A WAF must escape hardware limitations and be able to dynamically scale across CPU, computer, server rack and data center boundaries, customized to the demands of individual customers. Resource consumption of this new distributed WAF must be minimal and remain tied to detection/prevention use instances rather than consuming increasingly high levels of CPU resources. Clouds come in all sizes and shapes, so WAFs must as well.
The dWAF must be able to live in a wide variety of components to be effective without adding undue complexity for cloud service providers. Today’s providers are using a variety of traditional and virtual technologies to operate their clouds, so the ideal dWAF should accommodate this mixed environment and be available as a virtual software appliance, a plug-in, SaaS or be able to integrate with existing hardware. Flexibility with minimal disruption to the existing network is central.
A Web-based user interface must allow customers to easily administrate their applications. Configuration should be based on the applications under protection, not defined by a singular host, allowing far more granular settings for each application. Ruleset configuration must be supported by setup wizards. Statistics, logging and reporting has to be intuitive and easy to use and must also integrate seamlessly into other systems. Most importantly for a dWAF, multi-administrator privileges must be made available and flexible enough to effectively manage widely divergent policy enforcement schemes. Cloud providers should look for a set of core protections.
Detection and Protection
Foundational security using black, white and grey listings for application requests and responses must be possible. To make sure pre-set policy enforcements are not activated or deactivated without approval from an administrator, deployment and policy refinement through establishing rulesets must be possible in a shadow monitoring or detection-only mode. Once the shadow monitoring ruleset is stable, only then should it be allowed to deploy in an enforcement mode on the dWAF. This allows complete transparency for the administrator into the real-world effect of this ruleset, while at the same time allowing layered rulesets to be tested without compromising existing policy enforcement. Avoiding false positives and relaxed established defenses is essential for a real-world, usable dWAF in a cloud.

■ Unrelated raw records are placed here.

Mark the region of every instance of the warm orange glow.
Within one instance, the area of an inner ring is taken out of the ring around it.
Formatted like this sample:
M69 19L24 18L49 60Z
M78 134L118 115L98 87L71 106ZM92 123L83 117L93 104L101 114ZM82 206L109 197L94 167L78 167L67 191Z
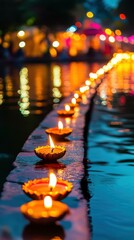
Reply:
M68 112L70 111L70 106L69 105L65 105L65 110Z
M50 196L44 198L44 207L48 209L52 207L52 198Z
M79 94L78 93L75 93L74 94L74 97L77 99L79 97Z
M124 13L120 13L119 15L121 20L125 20L126 19L126 15Z
M87 16L88 18L93 18L94 14L93 14L92 12L87 12L87 13L86 13L86 16Z
M105 33L106 33L107 35L111 35L111 34L112 34L112 31L111 31L110 28L106 28L106 29L105 29Z
M61 121L58 122L58 128L63 129L63 123Z
M71 102L72 104L76 104L76 98L72 98Z
M53 140L50 135L49 135L49 141L50 141L50 147L53 150L55 148L55 146L54 146Z
M115 30L115 34L116 34L117 36L121 36L122 33L121 33L121 31L120 31L119 29L116 29L116 30Z
M56 175L53 172L51 172L50 175L49 175L49 187L50 187L50 189L53 189L56 186L56 183L57 183Z

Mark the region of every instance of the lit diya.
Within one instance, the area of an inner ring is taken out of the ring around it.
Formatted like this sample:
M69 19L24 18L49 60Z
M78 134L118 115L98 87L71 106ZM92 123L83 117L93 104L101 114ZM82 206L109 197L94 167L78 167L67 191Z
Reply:
M78 94L78 92L75 92L75 93L74 93L74 98L76 99L76 102L77 102L77 103L80 103L80 102L81 102L81 96Z
M47 162L54 162L64 156L66 149L59 145L55 146L50 135L49 140L50 145L38 146L34 149L34 152L39 158Z
M46 196L43 200L33 200L23 204L20 211L30 222L49 224L62 219L69 213L69 208L65 203Z
M65 109L58 110L57 113L61 117L71 117L74 115L74 111L70 110L70 106L68 104L65 105Z
M67 105L69 105L71 109L74 109L75 107L79 106L79 104L76 103L76 98L72 98L71 103L68 103Z
M58 122L58 127L48 128L45 130L47 134L50 134L52 137L57 139L63 139L72 133L72 128L63 128L63 123Z
M73 188L71 182L57 179L54 173L50 173L49 178L29 180L22 185L22 190L33 199L44 199L49 195L54 200L65 198Z

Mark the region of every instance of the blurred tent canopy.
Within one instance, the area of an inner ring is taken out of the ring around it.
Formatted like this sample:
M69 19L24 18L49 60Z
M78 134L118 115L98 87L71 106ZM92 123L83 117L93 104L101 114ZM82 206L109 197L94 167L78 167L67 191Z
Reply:
M120 0L116 14L125 14L126 19L120 20L121 28L124 33L134 34L134 1L133 0Z
M84 0L0 0L0 32L25 26L68 27L83 14ZM80 11L81 9L81 11Z

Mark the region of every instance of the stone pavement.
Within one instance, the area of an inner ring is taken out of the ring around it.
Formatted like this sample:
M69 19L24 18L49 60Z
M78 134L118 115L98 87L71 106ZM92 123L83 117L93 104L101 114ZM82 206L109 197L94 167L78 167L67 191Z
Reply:
M72 96L63 100L57 109L50 112L40 125L31 133L22 151L16 157L14 169L7 177L0 200L0 240L34 240L37 239L65 239L89 240L90 226L87 216L87 201L81 189L84 177L84 127L85 114L90 107L90 97L86 104L80 103L79 112L71 118L59 118L57 110L64 108L64 104L71 102ZM66 154L58 160L56 166L41 164L35 155L34 148L48 144L46 128L57 126L62 120L64 126L73 128L72 134L63 142L55 142L66 148ZM23 126L24 127L24 126ZM22 131L23 131L22 127ZM69 206L70 212L53 228L33 226L20 212L20 206L32 199L22 191L22 184L30 179L48 177L50 169L54 169L57 178L73 183L72 192L62 200ZM2 237L6 236L6 238ZM54 238L58 236L59 238Z

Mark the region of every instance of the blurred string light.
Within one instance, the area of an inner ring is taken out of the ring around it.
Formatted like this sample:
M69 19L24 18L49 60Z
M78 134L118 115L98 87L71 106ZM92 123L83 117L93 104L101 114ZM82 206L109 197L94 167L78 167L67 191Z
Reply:
M71 27L67 28L66 32L76 32L77 27L75 25L72 25Z
M21 30L21 31L19 31L19 32L17 33L17 36L18 36L18 37L24 37L24 36L25 36L25 32L24 32L23 30Z
M13 96L13 84L9 75L6 75L5 82L6 82L6 95L8 97L11 97Z
M24 116L30 114L29 111L29 84L28 84L28 69L26 67L22 68L20 71L20 89L18 93L20 94L19 110Z
M26 43L24 42L24 41L21 41L20 43L19 43L19 47L20 48L24 48L26 46Z
M121 36L122 32L121 32L121 30L116 29L116 30L115 30L115 34L116 34L117 36Z
M54 41L53 43L52 43L52 46L53 47L55 47L55 48L57 48L57 47L59 47L59 42L58 41Z
M3 103L3 98L4 98L4 96L3 96L3 79L2 78L0 78L0 105L2 105L2 103Z
M121 20L125 20L126 19L126 15L124 13L120 13L119 15Z
M105 41L106 40L106 36L104 34L101 34L99 38L100 38L101 41Z
M59 103L60 102L60 98L62 97L62 94L60 92L60 87L61 87L61 68L58 65L55 65L53 67L53 102Z

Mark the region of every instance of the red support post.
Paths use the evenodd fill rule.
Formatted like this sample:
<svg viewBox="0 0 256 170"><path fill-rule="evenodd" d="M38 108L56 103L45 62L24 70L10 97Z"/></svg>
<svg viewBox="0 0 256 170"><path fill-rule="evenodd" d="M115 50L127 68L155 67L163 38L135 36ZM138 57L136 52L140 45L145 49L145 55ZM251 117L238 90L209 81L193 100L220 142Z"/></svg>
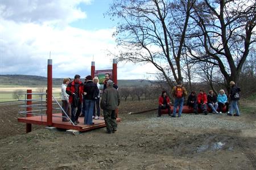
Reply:
<svg viewBox="0 0 256 170"><path fill-rule="evenodd" d="M52 125L52 60L48 60L47 65L47 125Z"/></svg>
<svg viewBox="0 0 256 170"><path fill-rule="evenodd" d="M93 78L95 76L95 62L92 61L92 65L90 66L90 75Z"/></svg>
<svg viewBox="0 0 256 170"><path fill-rule="evenodd" d="M32 111L32 90L27 90L27 108L26 108L26 111L27 111L27 117L31 117L32 116L32 114L27 113L31 113ZM28 107L28 105L29 105ZM29 133L31 132L32 130L32 125L31 124L26 124L26 133Z"/></svg>
<svg viewBox="0 0 256 170"><path fill-rule="evenodd" d="M116 59L113 60L112 80L117 86L117 61ZM115 109L115 117L118 117L118 109Z"/></svg>

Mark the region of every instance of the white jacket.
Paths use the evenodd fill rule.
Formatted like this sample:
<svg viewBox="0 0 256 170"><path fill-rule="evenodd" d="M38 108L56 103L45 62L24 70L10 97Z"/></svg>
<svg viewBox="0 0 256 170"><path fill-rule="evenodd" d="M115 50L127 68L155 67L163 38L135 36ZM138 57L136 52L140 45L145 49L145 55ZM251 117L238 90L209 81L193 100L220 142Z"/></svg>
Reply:
<svg viewBox="0 0 256 170"><path fill-rule="evenodd" d="M68 102L69 95L66 92L67 84L61 84L61 100L67 100Z"/></svg>

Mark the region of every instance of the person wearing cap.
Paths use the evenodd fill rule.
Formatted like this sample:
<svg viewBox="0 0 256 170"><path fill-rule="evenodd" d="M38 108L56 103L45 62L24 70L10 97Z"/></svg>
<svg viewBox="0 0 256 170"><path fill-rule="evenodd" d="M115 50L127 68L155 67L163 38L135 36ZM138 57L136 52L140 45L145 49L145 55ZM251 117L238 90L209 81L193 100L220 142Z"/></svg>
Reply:
<svg viewBox="0 0 256 170"><path fill-rule="evenodd" d="M236 110L236 114L234 114L234 116L240 116L240 112L239 112L237 103L240 99L239 92L241 91L241 90L240 88L236 86L236 83L234 81L231 81L230 83L229 83L229 85L231 87L230 94L229 95L231 104L229 116L232 116L233 110L234 109Z"/></svg>
<svg viewBox="0 0 256 170"><path fill-rule="evenodd" d="M84 97L85 98L85 112L84 116L85 125L93 125L92 116L95 100L98 96L99 90L97 84L93 83L92 76L85 78L86 84L84 86Z"/></svg>
<svg viewBox="0 0 256 170"><path fill-rule="evenodd" d="M82 108L82 94L83 92L83 84L80 81L80 76L76 74L74 80L68 84L66 88L66 92L69 95L69 101L71 105L71 121L75 125L79 124L78 118ZM77 103L75 103L76 101L77 101ZM76 113L77 108L77 110Z"/></svg>
<svg viewBox="0 0 256 170"><path fill-rule="evenodd" d="M106 88L103 92L100 104L101 108L103 109L106 133L109 134L117 131L117 124L115 110L118 108L120 103L118 91L114 88L112 80L108 80Z"/></svg>
<svg viewBox="0 0 256 170"><path fill-rule="evenodd" d="M183 107L184 97L188 94L185 87L182 86L181 81L177 81L177 86L174 87L171 93L175 98L172 117L176 117L176 111L178 106L178 117L181 117L182 108Z"/></svg>

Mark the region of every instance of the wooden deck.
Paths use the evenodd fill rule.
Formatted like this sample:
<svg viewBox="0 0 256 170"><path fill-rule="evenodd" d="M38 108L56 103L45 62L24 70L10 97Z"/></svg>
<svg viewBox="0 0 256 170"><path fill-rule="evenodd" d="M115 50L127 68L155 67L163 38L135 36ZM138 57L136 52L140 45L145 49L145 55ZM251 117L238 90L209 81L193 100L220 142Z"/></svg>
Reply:
<svg viewBox="0 0 256 170"><path fill-rule="evenodd" d="M52 127L64 129L76 130L80 131L86 131L94 129L106 127L104 118L102 117L100 117L98 120L93 119L93 121L94 124L92 125L84 125L84 117L79 117L79 121L80 123L74 126L71 122L63 122L62 118L60 117L56 117L56 116L61 116L61 113L52 114ZM18 121L19 122L47 126L47 119L46 116L35 116L19 117L18 118ZM121 122L121 120L120 118L117 118L117 122Z"/></svg>

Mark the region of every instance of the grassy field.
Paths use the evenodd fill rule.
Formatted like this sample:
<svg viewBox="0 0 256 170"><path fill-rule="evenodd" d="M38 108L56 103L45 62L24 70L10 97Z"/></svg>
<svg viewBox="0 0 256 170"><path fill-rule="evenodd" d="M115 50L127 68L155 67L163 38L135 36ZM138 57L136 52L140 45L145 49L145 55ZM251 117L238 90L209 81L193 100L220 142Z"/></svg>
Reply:
<svg viewBox="0 0 256 170"><path fill-rule="evenodd" d="M15 91L19 91L19 93L26 93L27 90L31 90L34 93L42 93L45 92L46 88L42 87L0 87L0 102L7 102L12 101L18 101L18 99L14 97L14 94ZM52 91L54 93L53 96L55 97L60 96L60 93L61 92L60 88L53 88ZM24 95L19 95L20 99L24 99ZM40 95L35 95L32 97L34 99L38 99L41 97Z"/></svg>

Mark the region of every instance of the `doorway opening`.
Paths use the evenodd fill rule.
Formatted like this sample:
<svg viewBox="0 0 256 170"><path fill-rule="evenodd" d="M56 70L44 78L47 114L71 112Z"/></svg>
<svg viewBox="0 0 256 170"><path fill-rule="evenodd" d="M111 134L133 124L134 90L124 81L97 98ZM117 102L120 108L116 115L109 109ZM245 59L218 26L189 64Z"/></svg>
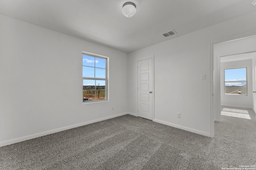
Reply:
<svg viewBox="0 0 256 170"><path fill-rule="evenodd" d="M240 102L244 99L240 98L240 94L238 94L237 95L225 94L223 90L225 88L225 79L223 77L224 70L222 68L221 60L223 60L225 62L230 62L230 64L237 64L238 66L240 64L244 63L244 61L249 60L250 61L250 70L251 76L251 80L248 84L250 84L250 88L248 89L248 95L244 95L250 98L251 104L248 107L244 106L243 107L249 107L252 109L255 112L256 110L256 96L252 94L252 91L256 90L256 75L255 75L256 68L256 33L254 31L253 34L252 33L247 33L240 35L237 35L232 37L228 37L219 40L211 43L211 62L212 62L212 137L214 137L214 121L220 121L221 113L222 109L222 96L228 97L226 101L232 102L228 104L228 103L224 103L224 105L226 106L240 106L243 107L243 105ZM246 55L250 55L248 58L247 58ZM253 57L252 57L252 56ZM241 58L241 57L244 58ZM242 66L242 67L243 67ZM230 66L230 68L241 67L240 66ZM221 76L221 75L222 76ZM239 91L239 90L238 90ZM239 91L242 94L242 92ZM248 97L249 96L249 97ZM239 97L239 100L236 98ZM224 98L222 98L222 100ZM231 101L231 100L232 101ZM238 105L238 103L241 104L241 106ZM230 104L232 103L232 104ZM223 104L223 103L222 103ZM222 108L223 109L223 108Z"/></svg>

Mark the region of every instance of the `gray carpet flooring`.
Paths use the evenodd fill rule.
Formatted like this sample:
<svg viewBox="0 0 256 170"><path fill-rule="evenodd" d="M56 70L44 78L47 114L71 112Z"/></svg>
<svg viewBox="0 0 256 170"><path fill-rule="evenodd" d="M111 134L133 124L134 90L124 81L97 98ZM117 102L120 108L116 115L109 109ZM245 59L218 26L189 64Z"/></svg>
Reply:
<svg viewBox="0 0 256 170"><path fill-rule="evenodd" d="M236 114L245 109L223 109ZM125 115L0 147L0 169L223 170L253 166L256 121L255 113L247 110L251 119L222 115L222 121L215 122L214 138Z"/></svg>

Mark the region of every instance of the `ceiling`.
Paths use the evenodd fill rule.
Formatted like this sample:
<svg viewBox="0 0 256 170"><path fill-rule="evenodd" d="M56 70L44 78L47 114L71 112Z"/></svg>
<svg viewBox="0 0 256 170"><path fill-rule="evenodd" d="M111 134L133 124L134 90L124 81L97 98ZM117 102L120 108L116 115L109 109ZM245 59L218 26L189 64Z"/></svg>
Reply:
<svg viewBox="0 0 256 170"><path fill-rule="evenodd" d="M0 14L128 53L256 11L253 0L130 0L126 18L129 1L0 0Z"/></svg>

Automated learning and ruleset suggestions based on intelligent algorithms or recommendations from a static source code analyzer or Web vulnerability scanner are also desirable from a manageability view. Again, this only holds true if the administrator retains full control over activation/deactivation of each ruleset. Without this control, wanted traffic may become blocked and policy settings would become compromised.
Pro-active security functions are highly recommended to reinforce any application in a cloud. Detection is simply not enough for today’s Web application security. Features like transparent secure session management, URL encryption and form-field virtualization will provide strong deterrence to attack, while saving application development and deployment time. These features are effective because session management, URL encryption and form-field virtualization is done at the dWAF level and not in the application itself.
An authentication framework support that enables businesses to consolidate their applications under one management schema is also desirable for a dWAF. This enables users to handle the authentication in front of their applications rather than behind, which adds another perimeter of security. A consolidation of all applications with dedicated rights-management ability is also a strong usability function that will make an administrator’s life easier.
Integration with Existing Technology
Avoiding vendor lock-in is a common best practice for both networking and application security. Any technology that is added to an infrastructure, platform or application itself must connect as seamlessly as possible with existing technology. Security is all about layering technologies to create the best possible protection, so a dWAF must communicate freely between a security incident and the event management system (SIEMs).